Customers are changing, the drinks portfolio is changing, and sommeliers will need to embrace these changes, too. That was the stark message from Sommelier Wine Awards’ head of judging, Christine Parkinson at a recent workshop for the competition’s senior judges in London.

Parkinson was talking specifically about the rise in non-drinkers and its impact on the restaurant offering. Or, more accurately, the lack of it. Despite a huge social shift in consumption trends, restaurant wine lists have barely changed. Low- or non-alcoholic wine is an area where sommeliers often don’t feel comfortable or, frequently, ignore it completely.

‘Most sommeliers don’t put any effort into finding the good products,’ she said.

Low- or non-alcoholic wine is an area where sommeliers often don’t feel comfortable or, frequently, ignore it completely

A survey of the senior judges backed this up. Few offered much in the no and low space at their venues, while most had no 0% abv wine products at all.

‘We tried listing a zero alcohol sparkling in January, and even though it was clearly marked at the bar it didn’t work at all,’ said ETM group’s Guillaume Mahaut. ‘It tasted more like Appletiser.’

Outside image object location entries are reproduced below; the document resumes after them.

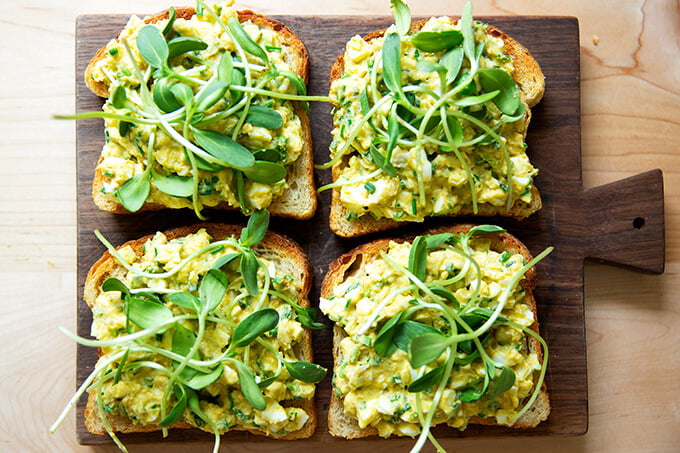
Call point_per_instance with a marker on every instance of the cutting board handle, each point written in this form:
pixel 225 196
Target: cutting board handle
pixel 626 222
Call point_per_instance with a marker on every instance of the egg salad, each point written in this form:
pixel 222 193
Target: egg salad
pixel 429 123
pixel 221 88
pixel 194 331
pixel 437 330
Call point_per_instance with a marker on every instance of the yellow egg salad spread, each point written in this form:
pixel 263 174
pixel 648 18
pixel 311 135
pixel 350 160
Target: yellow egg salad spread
pixel 203 332
pixel 429 123
pixel 200 112
pixel 437 330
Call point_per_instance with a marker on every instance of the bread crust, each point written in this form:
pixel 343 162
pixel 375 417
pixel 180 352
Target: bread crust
pixel 300 175
pixel 341 425
pixel 529 78
pixel 273 244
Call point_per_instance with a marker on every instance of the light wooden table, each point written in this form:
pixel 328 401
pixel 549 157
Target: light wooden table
pixel 630 57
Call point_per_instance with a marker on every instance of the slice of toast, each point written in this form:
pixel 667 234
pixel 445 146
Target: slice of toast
pixel 355 263
pixel 530 80
pixel 288 258
pixel 298 200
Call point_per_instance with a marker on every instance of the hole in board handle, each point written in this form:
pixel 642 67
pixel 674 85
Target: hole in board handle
pixel 638 222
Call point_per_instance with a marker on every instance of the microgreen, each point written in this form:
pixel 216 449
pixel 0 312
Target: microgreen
pixel 266 117
pixel 134 192
pixel 465 322
pixel 417 259
pixel 224 148
pixel 151 319
pixel 391 53
pixel 147 314
pixel 402 16
pixel 245 41
pixel 495 79
pixel 256 228
pixel 183 44
pixel 212 289
pixel 188 89
pixel 435 41
pixel 253 326
pixel 305 371
pixel 172 16
pixel 174 185
pixel 152 46
pixel 249 387
pixel 466 111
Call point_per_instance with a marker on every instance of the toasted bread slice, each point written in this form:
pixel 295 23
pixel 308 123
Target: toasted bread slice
pixel 298 201
pixel 530 80
pixel 356 261
pixel 289 259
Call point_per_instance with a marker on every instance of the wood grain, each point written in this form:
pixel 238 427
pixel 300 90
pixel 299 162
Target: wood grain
pixel 572 219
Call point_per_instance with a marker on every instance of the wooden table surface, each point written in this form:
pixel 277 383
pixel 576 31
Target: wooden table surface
pixel 630 79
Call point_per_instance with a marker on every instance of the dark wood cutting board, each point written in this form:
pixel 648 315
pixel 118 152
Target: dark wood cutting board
pixel 621 222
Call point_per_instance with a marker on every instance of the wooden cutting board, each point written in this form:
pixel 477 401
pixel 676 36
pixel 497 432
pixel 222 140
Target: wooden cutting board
pixel 622 222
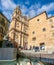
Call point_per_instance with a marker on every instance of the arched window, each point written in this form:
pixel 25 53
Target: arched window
pixel 1 30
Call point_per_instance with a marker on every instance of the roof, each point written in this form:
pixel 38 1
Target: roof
pixel 4 16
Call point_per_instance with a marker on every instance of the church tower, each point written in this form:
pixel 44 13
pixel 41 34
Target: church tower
pixel 18 29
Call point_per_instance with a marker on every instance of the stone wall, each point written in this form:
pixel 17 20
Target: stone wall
pixel 8 53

The patchy quality of what’s on offer was borne out by a mixed range of no- and low-alcohol wines. Some were reasonable, others were strange, and some were undrinkable. It was clear that the existing production technique of creating an alcoholic wine, removing the alcohol then adding other products to put back body and texture is incredibly hard to get right.

‘So perhaps the answer is to consider something very different,’ said Parkinson, who backed up her point by serving our panel (blind) a sample of Nine Elms No 18.

Initial scepticism at its spicy, vermouth character gave way to pleasant surprise when the drink was tasted. Structurally, if not flavour-wise, it was closer to behaving like wine than a de-alcoholised Tempranillo that was also in the line-up, even though it had no grape juice in it at all.

‘I’ve tested it with food and it’s brilliant,’ said Parkinson. ‘We are definitely going to be seeing more products like this.’